In case of ties, the node with the larger problem index is chosen next.

Solving the Subproblem

Solving each subproblem including the new constraint from scratch using the simplex is inefficient. Instead, the dual simplex method can be applied to re-optimize the solution after adding the new constraint.

Therefore, the new constraint is added to the final tableau of the parent problem. A new slack/surplus variable is created to account for the $\le$ or $\ge$ constraint, and its coefficient set to $1$. Then, Gaussian elimination is performed to set constrained variable to 0 in the new row. Finally, the dual simplex method is applied to re-optimize the tableau. See slide 26.

Binary Programs: Capital Budget Problem (CBP)

The Capital Budget Problem (CBP) is a specific type of integer programming problem that involves selecting a subset of investment projects to maximize the total net present value (NPV) while adhering to budget constraints. Each project has an associated cost and expected return, and the goal is to determine which projects to undertake given a limited budget. It involves:

• Binary Decisions: Each project can either be selected (1) or not selected (0).
• Budget Constraint: The total cost of selected projects must not exceed the available budget.

For CBP problems, we use the maximum upper bound node selection strategy to explore the most promising solutions first. At any time, at most one decision variable is fractional and can be used for branching.

Because of its binary nature, the CBP can be solved without the Simplex method, using only the branch and bound method.

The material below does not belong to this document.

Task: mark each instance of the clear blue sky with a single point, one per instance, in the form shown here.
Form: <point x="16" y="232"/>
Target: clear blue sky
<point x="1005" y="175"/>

Upper and Lower Bound in CBP

To determine UB and LB without Simplex solutions, we select projects in order of their profitability (NPV-to-cost ratio) until the budget is exhausted. The UB is calculated by including a fractional part of the next project that would exceed the budget, while the LB is determined by only including fully selected projects.

Branching in CBP

When branching in CBP, we select a project with a fractional decision variable and create two branches:

• Left Branch: Exclude the project (set decision variable to 0).
• Right Branch: Include the project (set decision variable to 1).

The added constraints (0 or 1) are then considered first in the upper/lower bound calculations for the subproblems, before considering projects by profitability.

If the constrained projects exceed the budget, the solution is of course infeasible. If the constrained projects exactly meet the budget, the solution is integer and can be used to update the incumbent solution.

Mixed-Integer Programming

A mixed-integer program is a linear program with integer and continuous variables. The branch and bound method can be applied similarly, but only the integer variables are considered for branching. The continuous variables are optimized using the simplex method at each node.

Mixed-integer programs were briefly demonstrated in the lecture using the warehouse location problem but not discussed further.